The wounds had closed, but long scabs and discolored bruises-to-be were left all over her side, from ribcage to hip. Tifa winced at one of the slices over her ribs; the girl had been lucky the knifepoint of Breon's antler hadn't punched through skin and flesh between two ribs but merely slid alongside the bone. It'd leave a scar, though.

Tifa toed off her own sodden shoes as she worked on Aeris's clothes, cursing her lack of fire materia. She only had ice and earth and a couple of summons, singularly unhelpful at the moment.

She pulled the dress out from under Aeris, twisted some of the water out of it, and left it to dry on a higher step, and then she sat, pulled off her own elbow-length gloves, and cautiously gathered Aeris to her, sliding the other woman onto her lap. Breon made his way to the bottom of the staircase and laid down to block the breeze a little bit. His pelt repelled water much more efficiently than her clothes did, though he was still a bit damp; Tifa leaned on him and sighed, eyes closing, basking. We're alive, she thought, and knew he thought it as well. She turned her face up as he nuzzled down at her brow, hands chafing at Aeris's shoulders to try and warm her up.

"You ought to take off your own shirt," Nanaki commented as he cautiously shook water out of his fur.

Tifa was so exhausted that she didn't even feel embarrassed at first. "Ah -- it's thin enough, it'll dry faster on me." At least her skirt was leather.

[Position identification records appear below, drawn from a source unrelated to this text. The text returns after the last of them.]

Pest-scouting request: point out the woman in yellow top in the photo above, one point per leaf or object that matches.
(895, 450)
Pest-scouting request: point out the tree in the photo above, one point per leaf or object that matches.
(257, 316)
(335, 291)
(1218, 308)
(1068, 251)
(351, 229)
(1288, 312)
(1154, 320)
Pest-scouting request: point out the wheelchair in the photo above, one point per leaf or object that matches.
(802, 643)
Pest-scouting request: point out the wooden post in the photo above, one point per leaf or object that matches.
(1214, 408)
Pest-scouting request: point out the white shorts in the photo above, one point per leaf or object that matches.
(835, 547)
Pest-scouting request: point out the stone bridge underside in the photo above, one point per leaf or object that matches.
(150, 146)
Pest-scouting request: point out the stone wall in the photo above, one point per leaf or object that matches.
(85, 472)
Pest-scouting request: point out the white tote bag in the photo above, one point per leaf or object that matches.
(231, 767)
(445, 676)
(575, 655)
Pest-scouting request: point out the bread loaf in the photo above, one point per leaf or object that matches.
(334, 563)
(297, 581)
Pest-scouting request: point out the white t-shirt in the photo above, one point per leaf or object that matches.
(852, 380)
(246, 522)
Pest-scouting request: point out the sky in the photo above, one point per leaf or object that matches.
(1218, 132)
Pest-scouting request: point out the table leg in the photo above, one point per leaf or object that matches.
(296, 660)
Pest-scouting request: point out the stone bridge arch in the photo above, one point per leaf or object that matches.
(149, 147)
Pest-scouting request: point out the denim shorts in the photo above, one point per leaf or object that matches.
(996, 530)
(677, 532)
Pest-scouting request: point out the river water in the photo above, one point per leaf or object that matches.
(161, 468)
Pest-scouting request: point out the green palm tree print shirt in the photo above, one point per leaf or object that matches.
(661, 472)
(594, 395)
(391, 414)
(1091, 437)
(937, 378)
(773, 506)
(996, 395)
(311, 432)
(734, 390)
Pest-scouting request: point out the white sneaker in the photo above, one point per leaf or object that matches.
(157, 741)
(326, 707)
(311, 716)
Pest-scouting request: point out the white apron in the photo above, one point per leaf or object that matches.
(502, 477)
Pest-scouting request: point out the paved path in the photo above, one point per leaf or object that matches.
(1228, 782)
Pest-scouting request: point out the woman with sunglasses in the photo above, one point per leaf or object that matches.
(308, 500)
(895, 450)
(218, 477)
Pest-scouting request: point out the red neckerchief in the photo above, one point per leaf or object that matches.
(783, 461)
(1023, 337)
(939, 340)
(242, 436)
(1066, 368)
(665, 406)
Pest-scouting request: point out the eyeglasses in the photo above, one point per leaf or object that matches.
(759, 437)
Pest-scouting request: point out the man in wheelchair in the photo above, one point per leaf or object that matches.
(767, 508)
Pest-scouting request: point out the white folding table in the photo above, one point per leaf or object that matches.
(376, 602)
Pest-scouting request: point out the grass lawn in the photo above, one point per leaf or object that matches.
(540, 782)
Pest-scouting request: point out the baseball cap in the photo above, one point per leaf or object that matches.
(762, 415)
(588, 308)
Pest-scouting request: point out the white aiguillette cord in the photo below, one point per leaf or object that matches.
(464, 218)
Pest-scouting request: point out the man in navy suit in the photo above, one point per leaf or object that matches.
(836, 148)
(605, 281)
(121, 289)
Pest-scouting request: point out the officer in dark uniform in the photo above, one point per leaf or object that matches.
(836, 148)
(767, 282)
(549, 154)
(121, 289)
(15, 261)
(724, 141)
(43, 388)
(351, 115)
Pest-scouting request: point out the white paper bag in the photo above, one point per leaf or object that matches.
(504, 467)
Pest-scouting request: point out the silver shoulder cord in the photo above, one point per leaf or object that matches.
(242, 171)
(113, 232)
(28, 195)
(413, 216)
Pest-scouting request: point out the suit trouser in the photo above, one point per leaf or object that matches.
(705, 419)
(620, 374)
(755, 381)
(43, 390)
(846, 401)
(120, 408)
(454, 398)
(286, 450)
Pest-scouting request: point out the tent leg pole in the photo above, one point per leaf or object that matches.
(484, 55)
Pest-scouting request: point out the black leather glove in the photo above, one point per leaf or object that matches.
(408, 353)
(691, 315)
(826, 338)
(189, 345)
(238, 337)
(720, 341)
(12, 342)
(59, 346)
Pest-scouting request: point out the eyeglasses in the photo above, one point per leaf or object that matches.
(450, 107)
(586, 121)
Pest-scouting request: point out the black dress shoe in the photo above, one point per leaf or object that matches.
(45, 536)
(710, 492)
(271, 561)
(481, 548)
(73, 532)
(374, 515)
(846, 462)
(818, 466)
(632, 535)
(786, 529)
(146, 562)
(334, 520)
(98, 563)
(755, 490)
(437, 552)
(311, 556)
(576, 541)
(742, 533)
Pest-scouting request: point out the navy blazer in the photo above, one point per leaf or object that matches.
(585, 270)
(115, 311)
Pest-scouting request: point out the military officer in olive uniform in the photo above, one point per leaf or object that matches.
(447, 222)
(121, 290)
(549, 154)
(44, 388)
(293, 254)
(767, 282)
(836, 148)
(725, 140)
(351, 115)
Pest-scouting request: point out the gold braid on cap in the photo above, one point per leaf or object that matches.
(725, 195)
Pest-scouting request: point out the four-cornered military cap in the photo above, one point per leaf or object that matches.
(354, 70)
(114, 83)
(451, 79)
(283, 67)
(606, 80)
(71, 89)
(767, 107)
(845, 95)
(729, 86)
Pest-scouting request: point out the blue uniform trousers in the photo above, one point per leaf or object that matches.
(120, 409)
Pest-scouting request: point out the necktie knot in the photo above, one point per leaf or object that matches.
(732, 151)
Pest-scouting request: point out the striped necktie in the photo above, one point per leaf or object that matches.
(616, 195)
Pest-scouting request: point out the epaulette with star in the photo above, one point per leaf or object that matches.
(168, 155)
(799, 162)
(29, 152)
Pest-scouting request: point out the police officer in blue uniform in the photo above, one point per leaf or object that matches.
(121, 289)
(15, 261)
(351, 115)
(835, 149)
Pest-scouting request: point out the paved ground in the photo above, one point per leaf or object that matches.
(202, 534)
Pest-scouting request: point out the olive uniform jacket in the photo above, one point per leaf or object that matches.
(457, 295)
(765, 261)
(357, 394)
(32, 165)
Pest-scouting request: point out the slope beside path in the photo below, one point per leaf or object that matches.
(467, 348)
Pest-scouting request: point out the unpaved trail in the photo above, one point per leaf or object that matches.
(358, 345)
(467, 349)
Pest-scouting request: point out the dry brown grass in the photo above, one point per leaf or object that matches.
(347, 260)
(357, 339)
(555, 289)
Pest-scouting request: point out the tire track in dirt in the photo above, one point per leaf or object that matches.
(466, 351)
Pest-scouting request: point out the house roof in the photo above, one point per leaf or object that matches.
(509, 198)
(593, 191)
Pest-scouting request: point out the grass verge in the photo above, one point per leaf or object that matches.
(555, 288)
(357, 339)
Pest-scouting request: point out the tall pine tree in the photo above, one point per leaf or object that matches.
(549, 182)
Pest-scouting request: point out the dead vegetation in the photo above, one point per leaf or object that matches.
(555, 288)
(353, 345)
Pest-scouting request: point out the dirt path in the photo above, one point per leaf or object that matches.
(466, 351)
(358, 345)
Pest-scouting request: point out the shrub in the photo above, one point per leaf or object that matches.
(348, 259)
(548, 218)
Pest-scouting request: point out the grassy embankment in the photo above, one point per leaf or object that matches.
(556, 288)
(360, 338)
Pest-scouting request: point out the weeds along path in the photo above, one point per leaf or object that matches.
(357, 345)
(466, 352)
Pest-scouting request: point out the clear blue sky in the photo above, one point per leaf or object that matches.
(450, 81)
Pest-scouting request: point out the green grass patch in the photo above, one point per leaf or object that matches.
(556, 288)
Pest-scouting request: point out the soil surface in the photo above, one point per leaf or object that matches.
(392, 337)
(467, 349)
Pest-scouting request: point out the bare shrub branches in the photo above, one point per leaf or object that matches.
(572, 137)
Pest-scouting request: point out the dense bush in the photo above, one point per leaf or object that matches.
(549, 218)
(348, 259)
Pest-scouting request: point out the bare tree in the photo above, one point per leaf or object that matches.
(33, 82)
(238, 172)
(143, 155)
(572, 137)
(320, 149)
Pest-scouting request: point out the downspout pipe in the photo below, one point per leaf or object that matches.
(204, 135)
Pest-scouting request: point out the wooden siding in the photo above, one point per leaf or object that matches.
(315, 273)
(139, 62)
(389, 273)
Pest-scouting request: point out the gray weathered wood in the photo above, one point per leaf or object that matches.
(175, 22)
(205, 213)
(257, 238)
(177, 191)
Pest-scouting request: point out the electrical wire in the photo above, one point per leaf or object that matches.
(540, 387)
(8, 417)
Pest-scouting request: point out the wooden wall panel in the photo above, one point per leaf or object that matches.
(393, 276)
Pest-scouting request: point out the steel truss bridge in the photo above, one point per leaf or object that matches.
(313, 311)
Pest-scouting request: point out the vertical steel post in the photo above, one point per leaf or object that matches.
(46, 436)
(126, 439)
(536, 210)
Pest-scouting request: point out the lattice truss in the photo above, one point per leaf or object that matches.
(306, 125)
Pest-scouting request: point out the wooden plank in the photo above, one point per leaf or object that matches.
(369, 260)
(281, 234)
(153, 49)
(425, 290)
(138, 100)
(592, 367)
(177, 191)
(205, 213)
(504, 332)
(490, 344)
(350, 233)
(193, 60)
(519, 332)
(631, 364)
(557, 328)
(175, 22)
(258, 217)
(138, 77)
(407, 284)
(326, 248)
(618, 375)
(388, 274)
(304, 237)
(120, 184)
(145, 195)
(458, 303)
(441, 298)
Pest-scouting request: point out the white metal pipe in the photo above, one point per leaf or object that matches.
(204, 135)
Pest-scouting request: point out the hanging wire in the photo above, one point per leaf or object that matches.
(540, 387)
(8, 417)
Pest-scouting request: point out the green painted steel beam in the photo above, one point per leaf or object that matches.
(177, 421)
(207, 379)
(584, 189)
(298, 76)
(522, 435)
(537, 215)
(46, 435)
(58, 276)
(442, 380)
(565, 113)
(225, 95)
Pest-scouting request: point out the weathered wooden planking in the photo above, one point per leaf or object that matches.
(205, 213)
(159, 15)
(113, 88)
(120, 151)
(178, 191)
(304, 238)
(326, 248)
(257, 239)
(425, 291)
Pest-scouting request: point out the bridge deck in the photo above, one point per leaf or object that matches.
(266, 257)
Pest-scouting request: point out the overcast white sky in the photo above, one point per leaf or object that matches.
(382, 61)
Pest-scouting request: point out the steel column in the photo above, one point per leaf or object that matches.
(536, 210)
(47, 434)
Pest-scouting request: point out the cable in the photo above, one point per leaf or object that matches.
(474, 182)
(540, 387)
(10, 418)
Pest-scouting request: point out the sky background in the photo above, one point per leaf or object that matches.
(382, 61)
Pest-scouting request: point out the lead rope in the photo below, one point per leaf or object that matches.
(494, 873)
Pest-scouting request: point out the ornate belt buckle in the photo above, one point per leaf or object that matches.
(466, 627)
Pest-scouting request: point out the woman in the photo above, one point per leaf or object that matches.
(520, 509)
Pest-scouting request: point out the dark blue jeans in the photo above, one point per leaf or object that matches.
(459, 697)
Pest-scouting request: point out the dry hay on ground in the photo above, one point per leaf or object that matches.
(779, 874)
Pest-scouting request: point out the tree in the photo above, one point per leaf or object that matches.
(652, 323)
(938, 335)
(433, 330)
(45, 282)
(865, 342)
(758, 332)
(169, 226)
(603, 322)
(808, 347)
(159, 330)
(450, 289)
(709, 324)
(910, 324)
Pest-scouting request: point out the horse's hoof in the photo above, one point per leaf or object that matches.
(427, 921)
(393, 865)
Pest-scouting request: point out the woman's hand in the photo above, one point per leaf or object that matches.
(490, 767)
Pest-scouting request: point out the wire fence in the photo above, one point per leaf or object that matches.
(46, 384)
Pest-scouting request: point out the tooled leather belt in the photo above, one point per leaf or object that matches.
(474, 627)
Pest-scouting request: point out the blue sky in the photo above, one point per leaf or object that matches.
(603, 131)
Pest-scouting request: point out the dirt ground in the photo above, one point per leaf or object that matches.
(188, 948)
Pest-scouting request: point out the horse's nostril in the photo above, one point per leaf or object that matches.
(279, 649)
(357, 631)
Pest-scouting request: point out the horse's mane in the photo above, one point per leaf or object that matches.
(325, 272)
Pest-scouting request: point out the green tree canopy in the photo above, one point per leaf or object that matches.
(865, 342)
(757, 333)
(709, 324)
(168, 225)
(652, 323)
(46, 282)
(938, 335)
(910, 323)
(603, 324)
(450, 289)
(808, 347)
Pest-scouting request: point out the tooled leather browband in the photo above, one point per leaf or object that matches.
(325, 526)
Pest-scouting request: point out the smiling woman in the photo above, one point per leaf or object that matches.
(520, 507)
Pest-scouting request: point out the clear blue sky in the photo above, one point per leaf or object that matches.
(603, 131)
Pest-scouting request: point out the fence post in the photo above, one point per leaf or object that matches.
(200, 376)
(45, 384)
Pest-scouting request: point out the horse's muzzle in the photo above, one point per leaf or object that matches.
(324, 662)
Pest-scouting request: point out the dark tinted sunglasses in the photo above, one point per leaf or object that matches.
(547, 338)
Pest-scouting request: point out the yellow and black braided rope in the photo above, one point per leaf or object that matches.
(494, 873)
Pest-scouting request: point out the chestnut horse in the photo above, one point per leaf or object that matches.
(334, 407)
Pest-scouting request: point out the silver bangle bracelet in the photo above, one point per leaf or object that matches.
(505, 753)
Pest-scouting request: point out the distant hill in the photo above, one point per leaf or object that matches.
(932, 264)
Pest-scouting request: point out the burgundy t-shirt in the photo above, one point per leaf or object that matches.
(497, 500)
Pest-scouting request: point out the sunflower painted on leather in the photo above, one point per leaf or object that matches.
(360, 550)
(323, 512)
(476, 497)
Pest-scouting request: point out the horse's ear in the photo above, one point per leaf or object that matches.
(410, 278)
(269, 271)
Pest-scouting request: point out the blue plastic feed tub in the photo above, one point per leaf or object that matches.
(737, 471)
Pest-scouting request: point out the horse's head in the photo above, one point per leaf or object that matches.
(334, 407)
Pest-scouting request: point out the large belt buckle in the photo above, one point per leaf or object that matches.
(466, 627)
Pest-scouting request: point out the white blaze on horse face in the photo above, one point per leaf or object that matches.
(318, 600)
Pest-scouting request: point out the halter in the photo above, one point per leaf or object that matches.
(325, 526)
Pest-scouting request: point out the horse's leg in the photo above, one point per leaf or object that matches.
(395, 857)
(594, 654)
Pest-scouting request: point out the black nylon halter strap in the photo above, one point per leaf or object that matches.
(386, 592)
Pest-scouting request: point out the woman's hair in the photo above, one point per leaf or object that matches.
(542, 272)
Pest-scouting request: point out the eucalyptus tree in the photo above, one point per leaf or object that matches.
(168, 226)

Nanaki gave her a doubtful look, but merely flicked his ear in dismissal in the end. He set his teeth in the heel of Aeris's boot and pulled it off, and then the second one, dropping them on the landing, and then he leapt in silence across the three of them. He picked Simon up like a kitten, and, cautiously as possible, he settled him on Aeris's lap.

Tifa suddenly wanted to touch him, that tiny sodden ball of orange fur, wanted to warm him in her hands and cuddle him close, keep him safe. Such a confident, fearless personality, but the body was so tiny, tiny adorable white-tipped paws and tiny head that would have fit into her hand with room to spare.

Aeris was a bit sideways on Tifa, Tifa reclining against the wall and Aeris slumped against her chest. If she shuffled their weights just a little bit he might shift and bump against her arm. Tifa bit her lip and closed her eyes and stayed perfectly still as Breon curved his neck over to breathe a gust of warm air on Simon.

Nanaki sighed and flopped down on their other side, so Tifa's shoulder and Aeris's backs rested on his flank, and he draped a heavy front paw across the three of them. "I should probably climb that staircase, see if there are any exits... At least some manner of window from which to see the battle."

Another boom rattled the staircase, and then was a faraway tinkle-splash of broken glass raining in the water.

She didn't want to give up his warmth. She wanted to keep watching his huge head bowed across both women's laps to groom the housecat. She kept wondering what it felt like, to be able to touch a person and their daemon both, and have it not feel wrong, not feel like encroaching, to be able to show support and care and love with something as easy as physical affection. "Yeah -- probably."

Tifa eyed her daemon's sharp-tipped, wolf-killing antlers. Aeris probably wouldn't look back on that time she had touched Breon with anything like fondness.

Nanaki stayed another few minutes, breathing slow and steady on them, quiet and warm and close, and then he climbed back to his feet with a heavy sigh and went exploring up the stairs. Tifa closed her eyes and rubbed warmth back into Aeris's back and tried to stop mourning the brilliant thing, the thing she'd lost, the thing she might catch falling shards and echoes of if only she let her hands rest on Simon.

Three times she felt Breon's warm breath ghost over Aeris's drying bangs, almost, almost tempted to groom, and say, sorry for hurting you, sorry for touching you, it was magnificent, it was terrible, and it was all my fault. (Please let me do it again.)

(Only then Aeris would see Tifa's own soul right back, this tiny, envious thing, and how could it ever compare, how could it be anything like an equal exchange.)